Thursday, December 18, 2008

Do Not Disturb

I am hotelling it at the moment, the expense of which I am defraying by Christmas shopping for items of an inconsequential and paltry nature for my nearest and dearest.

I like the anonymity provided by chain hotels, the sense of living in an enclosed bubble oblivious to workaday concerns. I am firmly convinced that should anything apocalyptic happen I will still be able to phone reception and demand that fresh towels and an extra pillow are dispatched to my room instantly.

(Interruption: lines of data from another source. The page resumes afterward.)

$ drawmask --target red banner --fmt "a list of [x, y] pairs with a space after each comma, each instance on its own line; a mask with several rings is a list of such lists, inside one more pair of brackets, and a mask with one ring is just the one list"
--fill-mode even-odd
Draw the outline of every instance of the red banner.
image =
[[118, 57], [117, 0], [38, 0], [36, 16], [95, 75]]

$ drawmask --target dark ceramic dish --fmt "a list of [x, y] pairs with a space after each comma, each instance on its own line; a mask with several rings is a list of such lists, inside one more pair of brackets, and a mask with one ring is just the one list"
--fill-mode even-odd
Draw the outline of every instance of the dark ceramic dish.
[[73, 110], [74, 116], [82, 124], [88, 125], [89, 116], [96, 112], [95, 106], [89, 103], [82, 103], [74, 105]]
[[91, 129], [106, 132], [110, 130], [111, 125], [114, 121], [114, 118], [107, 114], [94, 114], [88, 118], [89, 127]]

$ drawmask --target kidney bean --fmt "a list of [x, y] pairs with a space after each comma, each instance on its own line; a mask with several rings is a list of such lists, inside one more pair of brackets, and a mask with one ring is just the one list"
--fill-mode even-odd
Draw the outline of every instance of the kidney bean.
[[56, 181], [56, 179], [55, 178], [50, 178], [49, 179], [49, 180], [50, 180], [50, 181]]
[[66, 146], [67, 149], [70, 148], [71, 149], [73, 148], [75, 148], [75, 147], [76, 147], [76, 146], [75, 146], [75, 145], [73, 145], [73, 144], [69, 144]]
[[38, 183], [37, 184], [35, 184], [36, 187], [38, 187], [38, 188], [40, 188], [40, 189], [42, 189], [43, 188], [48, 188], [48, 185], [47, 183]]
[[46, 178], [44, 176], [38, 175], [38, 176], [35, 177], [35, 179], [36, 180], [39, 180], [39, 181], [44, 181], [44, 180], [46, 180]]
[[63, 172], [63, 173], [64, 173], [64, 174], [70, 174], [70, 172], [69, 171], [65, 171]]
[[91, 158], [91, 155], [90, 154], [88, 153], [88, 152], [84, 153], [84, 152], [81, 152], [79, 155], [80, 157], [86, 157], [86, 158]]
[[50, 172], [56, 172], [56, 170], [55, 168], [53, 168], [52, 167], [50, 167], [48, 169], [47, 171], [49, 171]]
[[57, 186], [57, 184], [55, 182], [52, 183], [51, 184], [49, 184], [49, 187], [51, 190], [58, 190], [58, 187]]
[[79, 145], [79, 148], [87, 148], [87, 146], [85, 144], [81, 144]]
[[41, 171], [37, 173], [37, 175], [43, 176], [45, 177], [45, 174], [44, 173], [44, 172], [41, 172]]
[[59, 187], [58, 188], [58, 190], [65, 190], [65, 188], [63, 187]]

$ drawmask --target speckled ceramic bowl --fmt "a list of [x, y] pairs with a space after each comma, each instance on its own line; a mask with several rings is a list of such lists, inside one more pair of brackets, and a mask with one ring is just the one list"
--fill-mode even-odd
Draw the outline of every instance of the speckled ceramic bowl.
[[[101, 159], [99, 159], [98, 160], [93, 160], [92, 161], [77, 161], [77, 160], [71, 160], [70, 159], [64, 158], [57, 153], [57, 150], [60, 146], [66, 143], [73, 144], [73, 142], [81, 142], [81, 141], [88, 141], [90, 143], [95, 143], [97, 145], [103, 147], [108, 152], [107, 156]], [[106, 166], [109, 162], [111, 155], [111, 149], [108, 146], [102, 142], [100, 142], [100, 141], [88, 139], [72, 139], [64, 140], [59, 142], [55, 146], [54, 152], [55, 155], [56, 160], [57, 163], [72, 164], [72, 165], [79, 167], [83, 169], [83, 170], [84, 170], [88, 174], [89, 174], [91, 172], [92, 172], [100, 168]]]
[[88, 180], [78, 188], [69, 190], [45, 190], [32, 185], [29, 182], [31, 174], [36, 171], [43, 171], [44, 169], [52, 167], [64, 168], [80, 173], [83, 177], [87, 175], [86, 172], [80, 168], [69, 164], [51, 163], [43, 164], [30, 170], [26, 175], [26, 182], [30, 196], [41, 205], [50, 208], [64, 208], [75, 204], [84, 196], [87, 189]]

It's not quite as good as the Manhattan hotel room where the charming Latino house maid was sensitive to my every need (and then some), but it's still acceptable.

Time is seeping through my pores, and regular meal times and the guilt of sleeping in are a distant memory.


Tazzy and Piggy said...

What are regular mealtimes?

I eat every day, albeit it various times.

But I do it regularly.

MJ said...

Fuck, those poofs beat me to it.

Are you being fed through a tube?

Where's my pressie?

Tim Footman said...

I want to hear more about the Latino maid.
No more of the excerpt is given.